Aşkını unutamadığı için yeni bir hayat kuramayan sevgili,

Anne babasını memnun etmek için sürekli kendi isteklerinden vazgeçen bir evlat

Bu gibi örneklerin daha pek çoğu var. İşte hapishanelerimizin ta kendileri bunlar…

 

Ülke meselelerine üzülerek ülkeyi kurtarmak için adım atmış olmayız. Çocuğumuz başarısız oldu diye acı çekersek onun adına doğru kararlar verme şansımız azalır. Eşimizin mutluluğundan mantık dışı boyutta sorumlu hissedersek ona zarar veririz. Duyarlılığımızı somut çözümler üretebilmek için itici güç olarak kullanabilirsek işe yarar. Aksi halde acılar getirir sadece. O parmaklıkların dışına çıktığımızda ise her şey değişebilir.
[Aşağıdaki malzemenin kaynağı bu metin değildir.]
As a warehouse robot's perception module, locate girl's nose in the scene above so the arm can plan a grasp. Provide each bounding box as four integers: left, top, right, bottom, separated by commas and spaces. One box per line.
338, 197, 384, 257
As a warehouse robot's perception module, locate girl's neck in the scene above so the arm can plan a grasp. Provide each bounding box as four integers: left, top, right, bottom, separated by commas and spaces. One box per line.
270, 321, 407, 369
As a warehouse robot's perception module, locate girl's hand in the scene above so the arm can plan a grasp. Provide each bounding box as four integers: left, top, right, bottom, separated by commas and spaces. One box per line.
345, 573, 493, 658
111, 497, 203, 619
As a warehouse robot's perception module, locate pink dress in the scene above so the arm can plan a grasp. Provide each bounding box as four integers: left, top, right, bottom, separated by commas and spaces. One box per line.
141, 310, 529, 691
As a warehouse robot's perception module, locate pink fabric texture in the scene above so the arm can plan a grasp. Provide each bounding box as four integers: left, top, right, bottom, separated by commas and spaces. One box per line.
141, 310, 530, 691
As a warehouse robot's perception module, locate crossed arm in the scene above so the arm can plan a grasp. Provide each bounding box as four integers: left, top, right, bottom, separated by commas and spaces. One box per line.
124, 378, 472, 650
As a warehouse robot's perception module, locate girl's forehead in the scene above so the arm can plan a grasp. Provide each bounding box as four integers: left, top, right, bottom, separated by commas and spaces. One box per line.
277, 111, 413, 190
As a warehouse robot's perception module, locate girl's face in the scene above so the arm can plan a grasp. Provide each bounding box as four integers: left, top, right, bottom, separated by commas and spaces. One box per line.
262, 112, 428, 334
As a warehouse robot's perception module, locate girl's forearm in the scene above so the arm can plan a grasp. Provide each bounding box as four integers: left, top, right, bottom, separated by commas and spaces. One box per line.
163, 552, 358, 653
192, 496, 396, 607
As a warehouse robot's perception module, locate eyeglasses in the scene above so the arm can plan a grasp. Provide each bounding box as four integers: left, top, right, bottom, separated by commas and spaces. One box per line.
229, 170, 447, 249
Biz değişenin sevgimiz, anlayışımız olduğu yanılgısına düşmezsek… Biz çıkış anahtarının kendimizde olduğunu bilirsek ve tıpkı elimizde olanla olmayanı ayırt etmek gibi, duyarlı olmamız veya olmamamız gereken durumlar konusunda sağduyu üretebilirsek…

Şiirdeki gibi…

Bir çiçeğin kokusunu çekerken,

Tüm zerrelerimle duyarlı olmak isterim,

Yaksın burnumu, doldursun ciğerlerimi…

Ya dikeni batarsa?

O zaman da gülüp geçebileyim…

 

Uzatmak isterim yardım için elimi,

Tüketmeden kendimi…

Başkasının ayıbıyla sarsılmadan,

Başkasının yanlışıyla yolundan çıkmadan,

Hayali yumruklara karşı koymak isterim…

 

Bir gülümsemeyle yüreğim aydınlansın,

Hoş bir sözün fısıltısıyla dönsün dünya,

Karanlık var,

Ama içim kararmasın,

Onca duvar ve engel,

Bulut olsun isterim.

 

Mutluluk kanatsız bir kuş,

Kanatları ben olmak isterim.

Ela

 

 

What's your reaction?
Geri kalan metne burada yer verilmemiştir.